"We're mad as hell and we're not going to take it anymore!" That's the phrase news anchor Howard Beale intoned in Paddy Chayevsky's prescient satirical movie, Network, made back in 1973. Watch it now and you'd think it was filmed last week. Everyone is up in arms about everything. Furious, angry, incensed... you name it, we're feeling it.
Outraged. We're going to get that 90 million dollars back or at least 90% of it back, even if we have to go to each one of these executive's houses and demand it in person! Everyone is outraged at AIG. Really? I've been outraged with AIG since 2000. As a former AIG customer, I am not a bit surprised. Back in the flush late 1990s, my husband and I were advised by our then-accountant that we needed an insurance broker to get the best deal and so AIG became our insurance broker. When we tried to drop them, we were told that we would only receive the good rate we had been getting if we continued to go through AIG. This seemed suspicious, so it was no surprise when it was revealed back in 2004 that the company was getting kickbacks. So, while we're getting those bonuses back from them, I'd like to get the commission money back too, because again, no surprise, I was later able to get a lower rate from competing companies on my own.
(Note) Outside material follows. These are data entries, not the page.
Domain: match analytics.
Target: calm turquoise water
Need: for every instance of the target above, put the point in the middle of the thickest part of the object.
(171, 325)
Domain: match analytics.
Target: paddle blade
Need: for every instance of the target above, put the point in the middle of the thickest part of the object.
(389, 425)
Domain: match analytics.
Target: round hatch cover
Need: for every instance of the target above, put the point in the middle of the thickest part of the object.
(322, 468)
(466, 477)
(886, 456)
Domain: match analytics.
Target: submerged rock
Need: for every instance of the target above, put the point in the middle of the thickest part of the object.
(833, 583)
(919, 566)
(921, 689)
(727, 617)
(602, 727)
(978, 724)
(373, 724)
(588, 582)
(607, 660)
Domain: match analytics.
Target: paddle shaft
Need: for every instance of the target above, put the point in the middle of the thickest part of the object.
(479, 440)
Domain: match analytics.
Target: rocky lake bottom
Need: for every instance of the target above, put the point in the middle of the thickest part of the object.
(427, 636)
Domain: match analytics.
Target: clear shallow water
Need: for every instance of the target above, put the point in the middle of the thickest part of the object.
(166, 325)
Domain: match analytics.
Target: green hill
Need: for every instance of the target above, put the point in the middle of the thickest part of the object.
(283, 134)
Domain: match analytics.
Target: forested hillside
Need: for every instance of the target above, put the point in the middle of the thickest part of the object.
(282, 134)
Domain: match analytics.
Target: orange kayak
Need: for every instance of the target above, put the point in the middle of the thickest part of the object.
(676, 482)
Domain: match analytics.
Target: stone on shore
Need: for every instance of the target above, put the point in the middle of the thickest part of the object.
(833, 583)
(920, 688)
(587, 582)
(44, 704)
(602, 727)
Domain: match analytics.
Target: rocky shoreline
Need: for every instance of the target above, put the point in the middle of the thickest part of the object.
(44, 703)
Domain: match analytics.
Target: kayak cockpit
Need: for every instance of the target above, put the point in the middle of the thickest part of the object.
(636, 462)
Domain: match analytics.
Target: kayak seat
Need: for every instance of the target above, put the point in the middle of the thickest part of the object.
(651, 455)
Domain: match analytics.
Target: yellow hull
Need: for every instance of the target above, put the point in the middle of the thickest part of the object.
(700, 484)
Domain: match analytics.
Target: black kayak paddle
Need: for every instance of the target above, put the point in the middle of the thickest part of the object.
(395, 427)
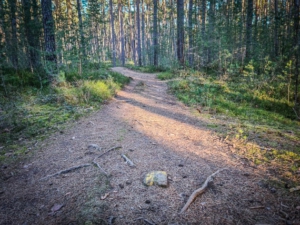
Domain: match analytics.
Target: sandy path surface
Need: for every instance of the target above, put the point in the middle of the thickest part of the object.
(157, 133)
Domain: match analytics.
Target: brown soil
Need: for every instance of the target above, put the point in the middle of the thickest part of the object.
(157, 133)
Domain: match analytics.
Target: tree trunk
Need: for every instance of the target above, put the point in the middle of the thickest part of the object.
(191, 58)
(139, 52)
(82, 41)
(180, 31)
(31, 38)
(277, 19)
(296, 53)
(211, 31)
(14, 38)
(112, 33)
(121, 33)
(49, 39)
(143, 34)
(155, 44)
(2, 32)
(249, 30)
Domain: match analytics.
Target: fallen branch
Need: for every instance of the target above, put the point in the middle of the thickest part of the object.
(109, 151)
(97, 164)
(128, 161)
(65, 171)
(199, 191)
(147, 221)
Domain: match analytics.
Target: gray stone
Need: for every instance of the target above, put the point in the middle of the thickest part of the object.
(159, 178)
(94, 146)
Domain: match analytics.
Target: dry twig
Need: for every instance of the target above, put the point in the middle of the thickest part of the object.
(147, 221)
(65, 171)
(199, 191)
(97, 164)
(128, 161)
(109, 151)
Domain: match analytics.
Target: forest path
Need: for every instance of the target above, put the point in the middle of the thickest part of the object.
(157, 133)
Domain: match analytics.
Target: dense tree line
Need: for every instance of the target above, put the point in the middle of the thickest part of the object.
(228, 36)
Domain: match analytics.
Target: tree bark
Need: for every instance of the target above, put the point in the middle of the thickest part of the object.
(276, 42)
(112, 33)
(191, 58)
(296, 53)
(121, 33)
(249, 30)
(49, 39)
(143, 34)
(155, 42)
(14, 38)
(180, 31)
(138, 24)
(82, 41)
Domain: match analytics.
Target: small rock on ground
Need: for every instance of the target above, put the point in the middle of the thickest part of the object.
(159, 178)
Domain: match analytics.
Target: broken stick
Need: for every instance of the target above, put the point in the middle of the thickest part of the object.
(128, 161)
(97, 164)
(109, 151)
(65, 171)
(199, 191)
(147, 221)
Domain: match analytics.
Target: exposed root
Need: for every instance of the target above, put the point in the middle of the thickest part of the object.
(199, 191)
(65, 171)
(128, 161)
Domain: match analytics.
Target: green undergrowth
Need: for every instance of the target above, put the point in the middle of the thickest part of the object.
(29, 114)
(250, 113)
(146, 69)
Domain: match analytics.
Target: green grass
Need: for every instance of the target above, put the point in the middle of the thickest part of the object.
(262, 126)
(31, 114)
(146, 69)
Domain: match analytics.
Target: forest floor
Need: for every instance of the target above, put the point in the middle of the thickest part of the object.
(156, 132)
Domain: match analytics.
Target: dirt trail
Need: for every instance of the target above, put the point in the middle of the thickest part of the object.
(157, 133)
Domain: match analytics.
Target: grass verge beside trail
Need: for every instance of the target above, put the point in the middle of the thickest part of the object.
(261, 127)
(29, 114)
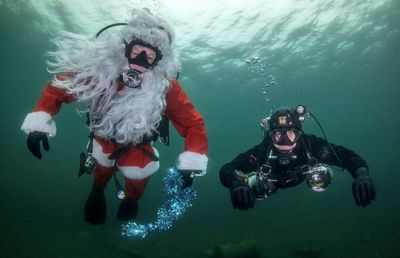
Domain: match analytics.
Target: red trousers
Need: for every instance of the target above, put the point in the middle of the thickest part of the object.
(135, 164)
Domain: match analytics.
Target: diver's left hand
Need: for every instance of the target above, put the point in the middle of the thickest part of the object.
(188, 176)
(364, 191)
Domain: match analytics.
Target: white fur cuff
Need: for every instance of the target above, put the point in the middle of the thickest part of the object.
(40, 122)
(189, 160)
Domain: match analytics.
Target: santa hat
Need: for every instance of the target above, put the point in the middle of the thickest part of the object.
(150, 29)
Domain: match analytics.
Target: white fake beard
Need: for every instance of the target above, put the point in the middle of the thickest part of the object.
(133, 113)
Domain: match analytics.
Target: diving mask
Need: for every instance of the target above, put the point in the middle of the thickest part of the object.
(131, 78)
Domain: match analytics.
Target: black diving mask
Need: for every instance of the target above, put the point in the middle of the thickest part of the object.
(285, 136)
(131, 78)
(142, 59)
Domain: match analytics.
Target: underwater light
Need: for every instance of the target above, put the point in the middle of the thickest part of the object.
(178, 199)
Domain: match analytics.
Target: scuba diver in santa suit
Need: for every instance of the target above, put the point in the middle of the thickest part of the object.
(123, 81)
(287, 157)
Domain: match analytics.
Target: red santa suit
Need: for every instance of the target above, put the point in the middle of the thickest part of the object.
(137, 163)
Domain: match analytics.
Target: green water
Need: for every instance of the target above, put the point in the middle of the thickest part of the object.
(346, 72)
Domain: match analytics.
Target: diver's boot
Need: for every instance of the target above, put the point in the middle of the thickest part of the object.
(95, 207)
(128, 209)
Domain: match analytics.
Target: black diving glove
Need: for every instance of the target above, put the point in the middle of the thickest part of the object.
(364, 190)
(242, 196)
(188, 176)
(33, 143)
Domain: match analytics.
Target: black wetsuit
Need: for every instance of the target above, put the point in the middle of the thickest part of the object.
(290, 175)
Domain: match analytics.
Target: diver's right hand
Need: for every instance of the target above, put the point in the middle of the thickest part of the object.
(242, 196)
(33, 143)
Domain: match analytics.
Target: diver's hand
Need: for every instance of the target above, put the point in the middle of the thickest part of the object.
(242, 196)
(188, 176)
(33, 143)
(364, 190)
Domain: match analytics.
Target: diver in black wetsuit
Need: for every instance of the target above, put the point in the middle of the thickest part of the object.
(286, 157)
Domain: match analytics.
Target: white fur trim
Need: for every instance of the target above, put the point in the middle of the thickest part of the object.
(100, 156)
(134, 172)
(39, 121)
(189, 160)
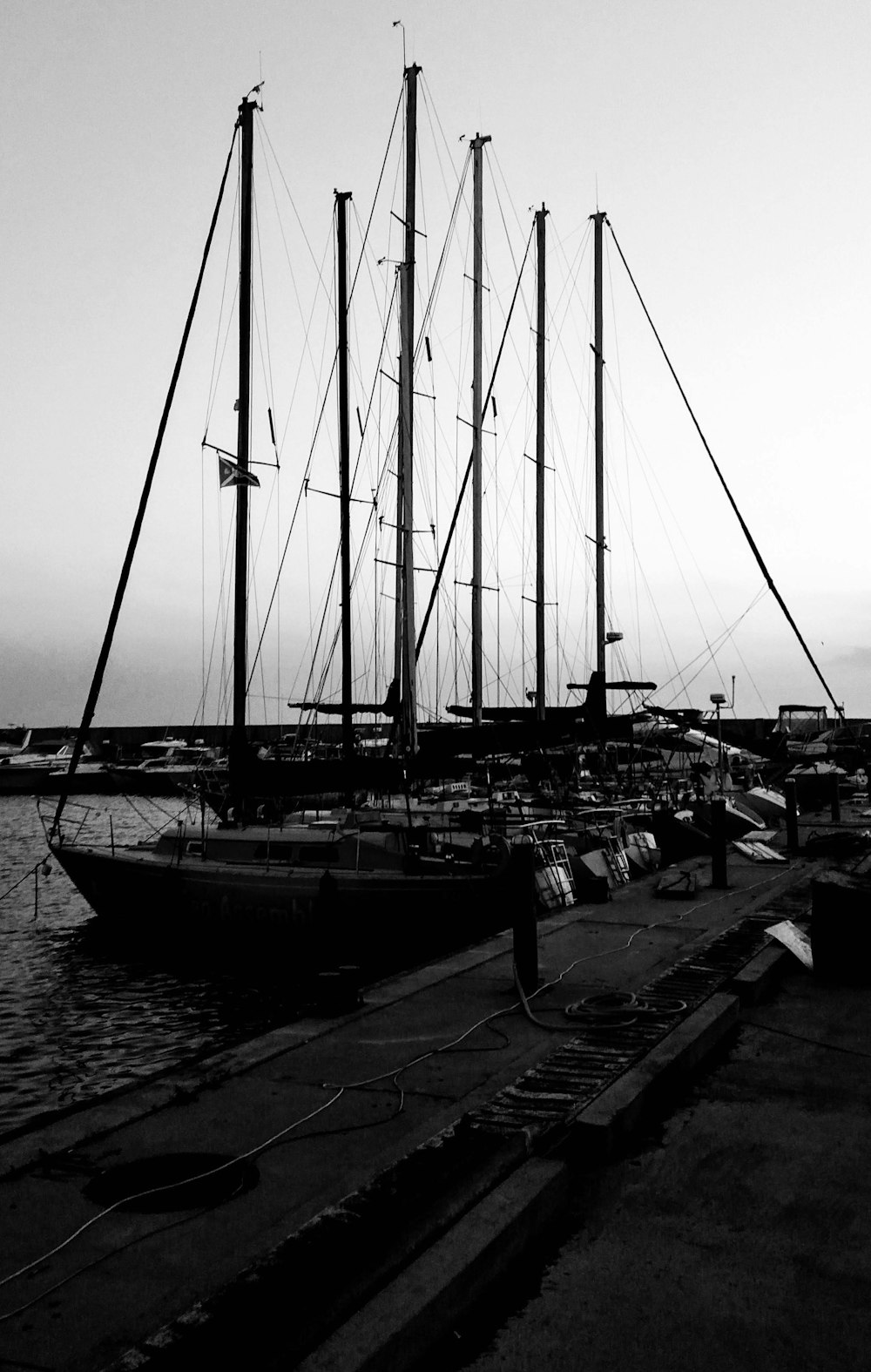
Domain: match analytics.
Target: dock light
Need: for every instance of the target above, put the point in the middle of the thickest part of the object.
(718, 700)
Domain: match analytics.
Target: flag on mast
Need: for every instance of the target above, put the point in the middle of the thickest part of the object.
(229, 474)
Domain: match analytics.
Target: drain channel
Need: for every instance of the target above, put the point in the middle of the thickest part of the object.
(580, 1069)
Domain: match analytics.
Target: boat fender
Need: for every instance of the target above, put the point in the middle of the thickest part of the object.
(491, 855)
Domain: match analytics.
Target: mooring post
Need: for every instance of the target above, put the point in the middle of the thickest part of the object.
(524, 916)
(718, 842)
(792, 815)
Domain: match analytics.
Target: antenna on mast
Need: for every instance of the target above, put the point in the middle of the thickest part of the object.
(398, 24)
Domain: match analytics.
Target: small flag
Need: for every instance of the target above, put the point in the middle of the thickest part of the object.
(232, 475)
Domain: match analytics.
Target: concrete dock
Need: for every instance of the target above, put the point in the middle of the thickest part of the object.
(372, 1133)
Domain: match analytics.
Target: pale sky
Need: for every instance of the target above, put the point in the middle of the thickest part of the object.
(726, 139)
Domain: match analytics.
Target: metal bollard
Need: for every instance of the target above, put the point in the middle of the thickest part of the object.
(792, 815)
(719, 877)
(524, 925)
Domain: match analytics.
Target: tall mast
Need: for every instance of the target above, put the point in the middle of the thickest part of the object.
(598, 219)
(345, 475)
(240, 597)
(406, 420)
(477, 486)
(539, 475)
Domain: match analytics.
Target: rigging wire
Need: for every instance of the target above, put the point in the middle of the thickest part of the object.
(722, 479)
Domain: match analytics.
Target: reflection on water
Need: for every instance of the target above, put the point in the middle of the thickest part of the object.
(78, 1017)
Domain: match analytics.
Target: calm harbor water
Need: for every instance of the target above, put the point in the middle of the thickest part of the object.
(78, 1018)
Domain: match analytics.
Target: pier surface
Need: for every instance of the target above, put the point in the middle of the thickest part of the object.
(388, 1131)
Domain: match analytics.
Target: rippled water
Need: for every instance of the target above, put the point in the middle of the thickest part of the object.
(78, 1018)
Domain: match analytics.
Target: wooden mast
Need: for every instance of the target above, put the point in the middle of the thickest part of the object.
(240, 587)
(477, 486)
(406, 422)
(345, 474)
(539, 475)
(598, 219)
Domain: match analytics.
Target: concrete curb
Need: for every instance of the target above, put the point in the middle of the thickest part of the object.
(403, 1321)
(425, 1301)
(388, 1309)
(758, 978)
(604, 1124)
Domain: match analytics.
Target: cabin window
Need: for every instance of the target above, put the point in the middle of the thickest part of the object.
(319, 855)
(274, 852)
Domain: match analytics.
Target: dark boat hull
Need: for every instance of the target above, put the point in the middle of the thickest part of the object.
(300, 921)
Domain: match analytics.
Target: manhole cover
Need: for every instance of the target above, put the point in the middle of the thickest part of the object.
(173, 1181)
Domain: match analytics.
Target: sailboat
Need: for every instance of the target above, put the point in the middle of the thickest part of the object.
(326, 892)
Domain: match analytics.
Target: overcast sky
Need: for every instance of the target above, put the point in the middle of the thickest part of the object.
(726, 139)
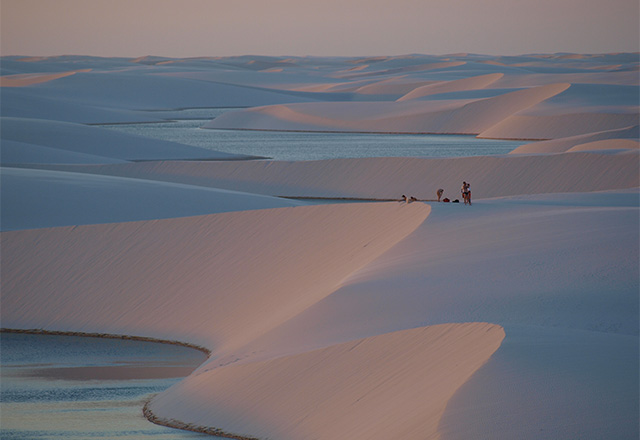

This idea of retroactively demanding a giveback could catch on and if it does, I've got a list of other things I want to get back -- damn it!
I'd settle for 80% of the time I wasted watching Rock of Love, I confess, I got a little hooked, it was like highway spectator slowing, or what I like to call "celebrity slowing", you can't seem to avert your eyes as the semi-famous person makes a wreck of their lives.
I'd like to have back at least 70% of the cash I spent on things like "sub-sensory micro current wave" facials designed to lift and tone muscles. The New York Times just revealed that this inscrutably phrased procedure, shockingly, might be entirely meaningless. Hey, I knew that treatment didn't really mean anything, but did you have to spoil the illusion? I'm willing to take a 30% loss as, admittedly, I found it relaxing.
I'd like at least 60% of the dough I've squandered on vitamins now that I've learned that "the benefits of vitamins and nutrients is not supported by the available scientific data.'' Again, I'm willing to pony a little for that placebo effect.
I'd also like to get my entire twenties back when I was studying and working in non paying off- Broadway theatrical productions, all of which left me broke but comfortable enough to take my clothes off in front of anyone and give a really good back massage. It turns out that money does matter, should have spent that time learning skills that would last a lifetime, like... plumbing.
While we're at it, I'd like to get back the brainpower I've frittered away on Facebook. For the record, I am interested in what people I went to high school are doing now, but generally speaking, not right at this minute.
The last few months has been filled with so much to be angry about, it's hard to distill it down to just a few things, but what have we learned? You can't trust your bank, your broker, facialist, or nutritionist, always wear a helmet when skiing and don't practice with your bow and arrow if you live in an urban neighborhood.
I just hope no will tell us that red wine is not really good for you. That may be the only bright spot in the economy these days. Liquor sales are holding strong.